Music and Multi-Species Interactions: Bone Aerophones and Middle Horizon (600-1000CE) Sociopolitical Dynamics of Southern Peru

Aleksa K. Alaica (Department of Anthropology, University of British Columbia)

Vortrag auf Einladung des AK Musikarchäologie: 

Musical practice in the archaeological record is often focused on the way that music serves to bring communities together. Eurocentric notions of musical specialists interpret the importance of a few individuals to perform and create musical experiences. In the Andes, and elsewhere, the involvement of the broader community is central to the practice and meaning of music. In this presentation, I share recent work undertaken on bone aerophones from the Arequipa region of Peru to examine the way that instrument production, community exchange, and mortuary events assemble people, animals, and the dead in unique ways.

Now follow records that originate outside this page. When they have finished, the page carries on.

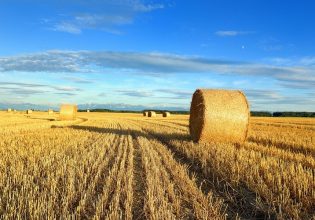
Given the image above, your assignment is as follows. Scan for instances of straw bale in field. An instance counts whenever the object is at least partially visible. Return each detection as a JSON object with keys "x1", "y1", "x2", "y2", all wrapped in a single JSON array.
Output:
[
  {"x1": 143, "y1": 111, "x2": 148, "y2": 116},
  {"x1": 87, "y1": 109, "x2": 90, "y2": 113},
  {"x1": 26, "y1": 110, "x2": 33, "y2": 114},
  {"x1": 59, "y1": 104, "x2": 77, "y2": 120},
  {"x1": 7, "y1": 108, "x2": 12, "y2": 112},
  {"x1": 189, "y1": 89, "x2": 249, "y2": 144},
  {"x1": 48, "y1": 109, "x2": 54, "y2": 115},
  {"x1": 163, "y1": 112, "x2": 171, "y2": 117},
  {"x1": 148, "y1": 111, "x2": 156, "y2": 117}
]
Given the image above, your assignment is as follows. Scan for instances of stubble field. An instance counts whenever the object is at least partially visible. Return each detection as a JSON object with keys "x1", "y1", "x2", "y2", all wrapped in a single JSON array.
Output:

The focus of this study is on site of La Real, a Middle Horizon (600-1000CE) site in the Majes Valley that was occupied across two principal periods. The early phase sees the widespread use and interment of bone aerophones made from camelid and condor remains. The second phase sees the abandonment of bone aerophone production and formalization of musical practice during the later Wari expansion.
By comparing these phases and the sociopolitical dynamics impacting musical aesthetic and the relationship between people and the dead, I seek to move forward the argument that community relationships between human and non-human forged different bonds that surpassed the world of the living.